Lightbourne, 36, was jailed for six years, while Simmons, 41, was sentenced to three years’ imprisonment after both pleaded guilty.
The court heard that although both had family contacts in their native Bermuda, they met in England and Lightbourne had “pressured” Simmons, a former pub singer, into carrying the drugs with the promise of helping her nephew, who had become “embroiled in gang culture in Bermuda”.
Lightbourne had moved to Britain three years earlier to look after his teenage son, a member of English Premier League club Stoke City’s football academy, because the boy’s mother had moved back to Bermuda after her brother’s murder.
Prosecutor Richard Thompson said: “They arrived in the port of Hull from Rotterdam by ferry. Having proceeded to passport control, they were asked to wait while other passengers disembarked so that passport and nationality tests could be completed and their luggage searched.
“In the arrivals area, it was apparent, the Crown say, from that point they were likely to be searched, so Ms Simmons set about seeking to dispose of the drugs concealed by the insoles of the shoes she was wearing.
“Initially, she went to use the toilet, but she was followed by an alert member of Border Agency staff. Once back in the waiting area, CCTV footage shows her removing her shoes, leaning over a headrest to a table behind her, and clearly disposing of something on that table underneath tourist information leaflets.”

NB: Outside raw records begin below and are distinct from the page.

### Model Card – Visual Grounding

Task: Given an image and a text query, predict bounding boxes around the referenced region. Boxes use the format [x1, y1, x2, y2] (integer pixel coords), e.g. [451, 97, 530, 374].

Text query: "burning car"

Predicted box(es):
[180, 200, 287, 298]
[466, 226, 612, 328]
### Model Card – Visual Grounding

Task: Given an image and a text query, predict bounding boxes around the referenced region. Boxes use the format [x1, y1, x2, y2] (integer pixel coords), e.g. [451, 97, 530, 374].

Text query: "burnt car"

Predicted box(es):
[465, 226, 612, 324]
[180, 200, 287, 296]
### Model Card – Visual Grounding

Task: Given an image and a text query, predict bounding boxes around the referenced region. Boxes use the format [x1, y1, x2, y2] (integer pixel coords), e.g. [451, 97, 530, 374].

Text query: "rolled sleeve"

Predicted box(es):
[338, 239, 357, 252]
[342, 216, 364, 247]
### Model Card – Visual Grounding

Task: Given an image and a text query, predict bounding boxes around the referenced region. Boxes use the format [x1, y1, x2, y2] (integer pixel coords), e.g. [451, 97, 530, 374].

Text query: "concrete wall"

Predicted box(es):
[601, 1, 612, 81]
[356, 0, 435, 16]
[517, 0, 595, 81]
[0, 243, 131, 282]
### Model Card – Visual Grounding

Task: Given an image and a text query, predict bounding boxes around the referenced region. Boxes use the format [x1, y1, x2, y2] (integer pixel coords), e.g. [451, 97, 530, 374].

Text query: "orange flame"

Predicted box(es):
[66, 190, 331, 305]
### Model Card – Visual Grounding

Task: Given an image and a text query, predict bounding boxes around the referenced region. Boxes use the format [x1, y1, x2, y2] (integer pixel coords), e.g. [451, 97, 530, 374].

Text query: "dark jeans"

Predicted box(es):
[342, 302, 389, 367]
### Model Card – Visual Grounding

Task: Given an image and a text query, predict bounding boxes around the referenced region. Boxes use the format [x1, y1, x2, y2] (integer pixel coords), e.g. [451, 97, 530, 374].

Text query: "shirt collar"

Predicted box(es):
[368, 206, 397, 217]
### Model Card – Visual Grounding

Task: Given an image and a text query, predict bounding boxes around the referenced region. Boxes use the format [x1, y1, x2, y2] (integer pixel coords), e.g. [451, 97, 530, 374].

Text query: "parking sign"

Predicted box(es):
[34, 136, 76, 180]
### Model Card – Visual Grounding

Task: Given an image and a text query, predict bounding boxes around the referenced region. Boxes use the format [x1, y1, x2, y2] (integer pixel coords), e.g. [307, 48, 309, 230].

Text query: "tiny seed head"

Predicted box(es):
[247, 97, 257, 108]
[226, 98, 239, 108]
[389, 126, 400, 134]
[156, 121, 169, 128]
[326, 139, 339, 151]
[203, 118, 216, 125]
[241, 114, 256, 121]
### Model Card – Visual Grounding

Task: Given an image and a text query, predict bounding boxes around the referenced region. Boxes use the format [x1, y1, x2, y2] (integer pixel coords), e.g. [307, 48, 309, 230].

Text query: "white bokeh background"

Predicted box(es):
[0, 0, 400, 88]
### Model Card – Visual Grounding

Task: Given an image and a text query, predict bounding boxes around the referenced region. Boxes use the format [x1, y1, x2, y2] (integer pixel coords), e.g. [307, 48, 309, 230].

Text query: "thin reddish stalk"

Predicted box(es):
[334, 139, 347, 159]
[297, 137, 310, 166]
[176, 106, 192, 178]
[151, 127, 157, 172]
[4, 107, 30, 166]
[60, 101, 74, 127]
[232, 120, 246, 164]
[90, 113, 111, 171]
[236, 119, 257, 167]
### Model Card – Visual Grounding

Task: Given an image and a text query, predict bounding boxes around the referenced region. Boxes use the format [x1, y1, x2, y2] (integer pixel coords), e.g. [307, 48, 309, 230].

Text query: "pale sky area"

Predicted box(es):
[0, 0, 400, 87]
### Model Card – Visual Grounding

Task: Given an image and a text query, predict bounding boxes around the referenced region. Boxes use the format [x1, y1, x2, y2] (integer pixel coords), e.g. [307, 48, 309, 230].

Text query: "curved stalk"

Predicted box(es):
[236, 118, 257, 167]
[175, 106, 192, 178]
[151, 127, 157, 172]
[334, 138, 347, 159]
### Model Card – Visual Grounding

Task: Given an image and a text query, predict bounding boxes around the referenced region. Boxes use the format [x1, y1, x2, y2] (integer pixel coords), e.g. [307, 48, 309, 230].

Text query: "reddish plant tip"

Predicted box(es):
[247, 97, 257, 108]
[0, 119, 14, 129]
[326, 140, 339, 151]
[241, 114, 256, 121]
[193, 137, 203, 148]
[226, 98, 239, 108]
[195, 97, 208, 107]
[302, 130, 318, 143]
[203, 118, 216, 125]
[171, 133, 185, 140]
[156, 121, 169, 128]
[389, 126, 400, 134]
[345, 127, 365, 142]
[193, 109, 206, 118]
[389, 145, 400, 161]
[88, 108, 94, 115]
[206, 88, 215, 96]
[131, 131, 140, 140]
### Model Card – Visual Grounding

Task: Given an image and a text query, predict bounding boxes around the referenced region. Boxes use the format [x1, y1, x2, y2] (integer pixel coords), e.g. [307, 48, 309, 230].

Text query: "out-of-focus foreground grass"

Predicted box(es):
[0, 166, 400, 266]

Lightbourne also tried to cover the drugs with leaflets and then spoke to Border Agency staff as a distraction.
Thompson said: “Checks were carried out in relation to their identity, and they were about to be allowed to proceed when a member of staff cleaning the arrivals hall discovered two packages concealed under a pile of leaflets, so the two defendants were arrested.”
The two packages had a combined weight of 307 grams, were of more than 50 per cent purity, and had an estimated street value of approximately US$31,500.
Simmons had no previous convictions.
Lightbourne – not to be confused with the 48-year-old Bermudian footballer of the same name who played professionally in England — had none in Britain, but had two convictions for possessing cannabis in Bermuda, and one for possessing cocaine with intent to supply.